Jan 7 Times editorial

H5N1 detected in poultry in India
Officials in the eastern Indian state of Odisha alerted authorities statewide after a poultry sample from the Khordha district tested positive for H5N1 avian flu, a story from the Indo-Asian News Service (IANS) said today. After hundreds of crows died in parts of the state, officials tested about 300 birds, mostly crows and poultry, according to the story. The High Security Animal Disease Laboratory in Bhopal reported yesterday that a poultry sample tested positive for H5N1. Officials asked all 30 districts to remain alert and take samples from birds that have flu-like symptoms. Less than 2 weeks ago, India declared itself free of avian flu, according to earlier media reports.

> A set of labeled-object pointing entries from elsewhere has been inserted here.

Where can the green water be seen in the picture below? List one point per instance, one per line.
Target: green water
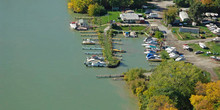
(41, 62)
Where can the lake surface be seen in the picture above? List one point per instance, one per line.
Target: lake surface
(41, 62)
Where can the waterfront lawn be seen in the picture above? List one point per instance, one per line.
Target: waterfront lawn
(127, 28)
(112, 15)
(213, 47)
(206, 32)
(183, 36)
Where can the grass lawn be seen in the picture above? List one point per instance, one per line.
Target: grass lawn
(207, 32)
(133, 28)
(185, 35)
(213, 47)
(190, 36)
(217, 71)
(112, 15)
(101, 28)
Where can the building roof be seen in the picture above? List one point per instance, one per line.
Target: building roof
(82, 21)
(183, 15)
(129, 16)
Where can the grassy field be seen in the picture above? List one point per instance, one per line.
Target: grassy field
(217, 71)
(207, 32)
(213, 47)
(133, 28)
(190, 36)
(112, 15)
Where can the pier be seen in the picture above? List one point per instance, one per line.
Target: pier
(119, 43)
(91, 48)
(93, 53)
(109, 76)
(96, 38)
(89, 34)
(87, 31)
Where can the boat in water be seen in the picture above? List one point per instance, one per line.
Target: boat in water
(88, 42)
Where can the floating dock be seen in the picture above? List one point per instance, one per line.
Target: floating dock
(87, 31)
(93, 53)
(119, 43)
(91, 48)
(109, 76)
(89, 35)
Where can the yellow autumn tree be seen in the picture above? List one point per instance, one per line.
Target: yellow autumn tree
(160, 103)
(207, 96)
(207, 2)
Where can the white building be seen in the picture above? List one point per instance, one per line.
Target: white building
(129, 17)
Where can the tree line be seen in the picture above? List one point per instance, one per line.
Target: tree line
(173, 85)
(99, 7)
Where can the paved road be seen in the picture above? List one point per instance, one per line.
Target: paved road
(204, 63)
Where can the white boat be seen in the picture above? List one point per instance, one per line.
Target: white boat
(96, 63)
(185, 46)
(88, 42)
(180, 58)
(202, 45)
(94, 57)
(133, 34)
(170, 49)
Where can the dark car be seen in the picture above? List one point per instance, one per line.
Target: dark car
(199, 52)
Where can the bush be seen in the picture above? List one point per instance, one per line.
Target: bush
(96, 10)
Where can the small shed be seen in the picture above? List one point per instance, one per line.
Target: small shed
(129, 17)
(183, 16)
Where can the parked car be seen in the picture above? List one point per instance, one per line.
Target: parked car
(152, 15)
(199, 52)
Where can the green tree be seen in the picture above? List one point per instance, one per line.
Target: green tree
(126, 3)
(170, 15)
(175, 80)
(133, 74)
(164, 55)
(114, 3)
(81, 6)
(159, 34)
(160, 102)
(138, 3)
(183, 3)
(207, 96)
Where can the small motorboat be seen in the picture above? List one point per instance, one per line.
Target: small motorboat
(73, 25)
(185, 46)
(202, 45)
(88, 42)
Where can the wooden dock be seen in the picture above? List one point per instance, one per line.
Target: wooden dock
(93, 53)
(84, 17)
(119, 43)
(109, 76)
(91, 48)
(87, 31)
(89, 34)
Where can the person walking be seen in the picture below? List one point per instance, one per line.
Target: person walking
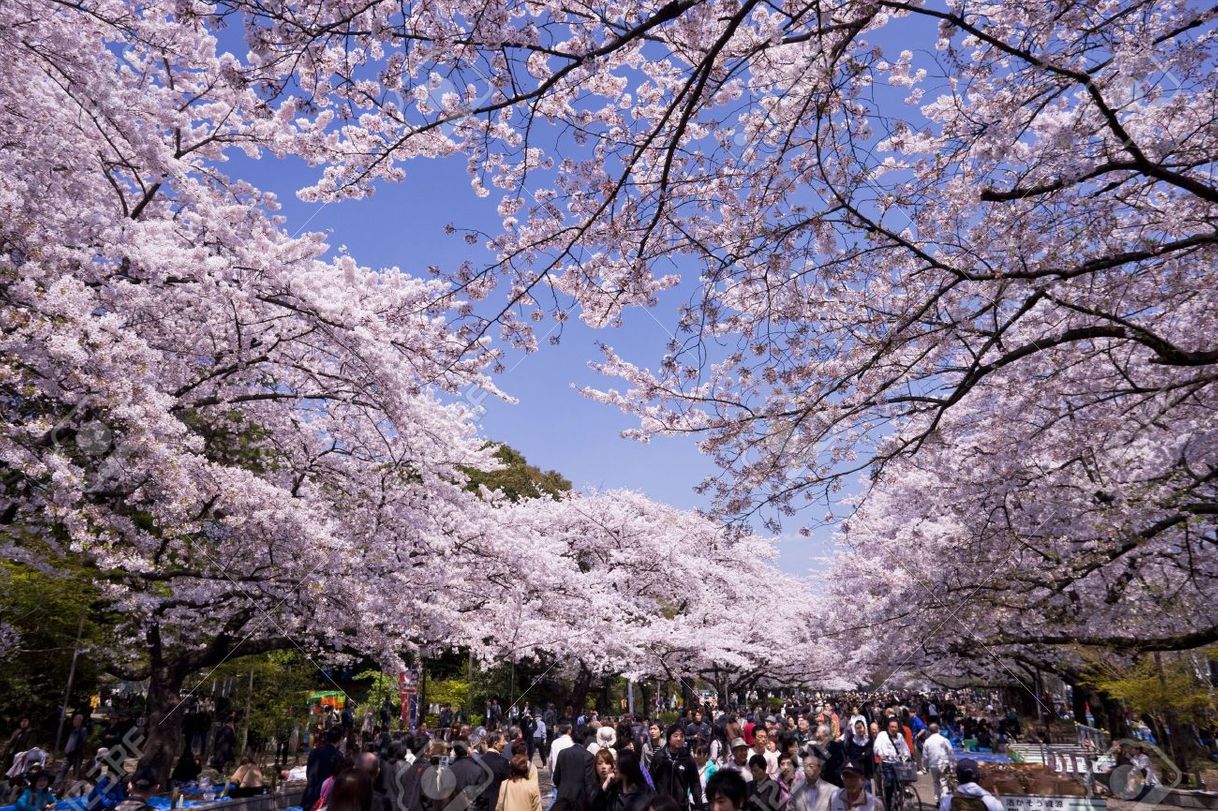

India reports cluster of totally resistant TB cases
Researchers in India have reported 12 cases of totally drug-resistant tuberculosis (TDR-TB), which involves a type of bacteria that resists first- and second-line antibiotic treatment, the Times of India reported. India is the second country to report TDR-TB; Iran first reported cases in 2009. Researchers from the Hinduja National Hospital and Medical Research Center in Mumbai described India's first four cases in a Dec 21 letter in Clinical Infectious Diseases (CID), but the Times article offers more details. All but 2 of the 12 TDR-TB cases are from Mumbai, and all cases were resistant to 12 drugs, the story said. Dr Zarir Udwadia, who coauthored the CID letter, told the Times that the emergence of the new form of TB has grave implications for human health. In the CID report, the doctors who conducted the drug susceptibility tests on the four patients described their methods and assessed the prescriptions that three of them had received. They found that the patients had received erratic, unsupervised, and often incorrectly prescribed treatment with second-line drugs from multiple private physicians. They suggested that only 1% of India's multidrug-resistant TB patients have access to targeted treatment initiatives.
Jan 7 Times of India story
Dec 21 CID letter extract

Study tracks clinical outcomes with H1N1, seasonal flu in kids with cancer
Kids with cancer who contracted 2009 H1N1 pandemic flu (pH1N1) had less severe illness by some measures but higher death rates compared with their counterparts who had seasonal flu, according to University of Texas researchers. The team analyzed data from 76 lab-confirmed flu cases at a pediatric cancer center, 20 of pH1N1 and 56 of seasonal flu. They found that, compared with seasonal flu patients, pH1N1 patients had significantly lower APACHE II scores, an indicator of disease severity (median 9 vs 14), fewer comorbidities (15% vs 46%), more solid tumors (45% vs 16%), more lower respiratory tract infections (20% vs 4%), higher rates of antiviral therapy (90% vs 48%), and higher mortality (10% vs 0%). They conclude, "Early diagnosis and prompt initiation of antiviral therapy may prevent serious complications of influenza in children with cancer."